Staging

“Death to staging”. “Staging lies”. “Staging is worst than it works on my machine”. “WTF!”

I’ve heard those a lot. And, in a way, they are all true. A snowflake staging environment is bad. The reason? Because production has its unique characteristics in terms of topology, data and a million other details that go from uptime of the machines, to pretty much anything else. Put like that, no other environment other than production makes sense. I believe this way of seeing things is missing a key point.

On staging, the word

The use of the word “staging” triggers bad feelings and for that reason it should not be used in a discussion lightly if we know that not all participants are on the same page. Staging triggers all the feelings described in the introduction of this blogpost. Its definition however, is not as bad:

2 a stage or set of stages or temporary platforms arranged as a support for performers or between different levels of scaffolding

And the definition of “staging area” is even better:

a stopping place or assembly point en route to a destination

Staging, the word, is like “legacy”: supposed to have a relatively positive meaning, left with a lot of negative ones, mostly because of the scars we all have operating systems. But it’s really just a stopping place en route to a destination.

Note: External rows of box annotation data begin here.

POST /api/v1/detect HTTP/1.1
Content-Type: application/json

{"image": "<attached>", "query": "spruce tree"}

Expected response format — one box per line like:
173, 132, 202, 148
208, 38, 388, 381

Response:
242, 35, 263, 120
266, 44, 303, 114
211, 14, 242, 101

A stopping place en route to a destination

Staging is not the final destination. Staging is a stop in the journey to build confidence on the quality of a change. That’s the key here: confidence on a change is built incrementally. We start when we write unit tests: we learn if a few units, in isolation, work on our machine. Then we push those and we learn if those units work in CI. Then we write integration tests, we do manual end to end testing and so on. We keep moving changes forwards until we reach production. How we reach production is completely up to us: slowly over the course of days or all at once. By testing changes in a different environment first or not. By feature flagging or not. There are a lot of combinations and different needs, but confidence in a change is an incremental process that tends to 100% only when the change is 100% enabled in production and serving traffic. How we combine those strategies depends on the needs of the application, the cost of testing and it’s ultimately a matter of tradeoffs that vary case by case.

Staging is dead…

The “staging environment” as the one environment alternative to production in its own slowflake configuration is almost useless and should be avoided. It will likely give a false sense of confidence in changes, especially if not approached with the right care. As time and money investment is probably the wrong one: I’d rather invest in getting changes safely to production and testing actively in production with things like feature flags. But it can’t be denied that using non-snowflake pre-production environments, we gain the possibility to test changes in an integrated environment before hitting production. And that’s good, as long as we understand that testing in staging will not catch all the possible bugs. Note that there are environments that are extremely complex for which is close to impossible to build a comprehensive staging environment. In those cases, maybe a staging environment is not the right thing. And maybe it’s worth questioning too if we really need all of that complexity.

… long live to dynamic pre-production environments.

Stigmatizing words is something that happens pretty frequently in the tech world. When this happens, we adapt our language to not be misunderstood and to be sure to get the best out of the conversations we have. Assuming we are not misunderstood, what we want is clear: to gradually increase our confidence in changes removing all the possible unknowns. Testing and conducting experiments in production is key. Using environments that are not production to test those changes is important as well and those tests are unlikely to backfire if the environments are not snowflakes and if we approach them with the assumption that there is no environment identical to production other than production.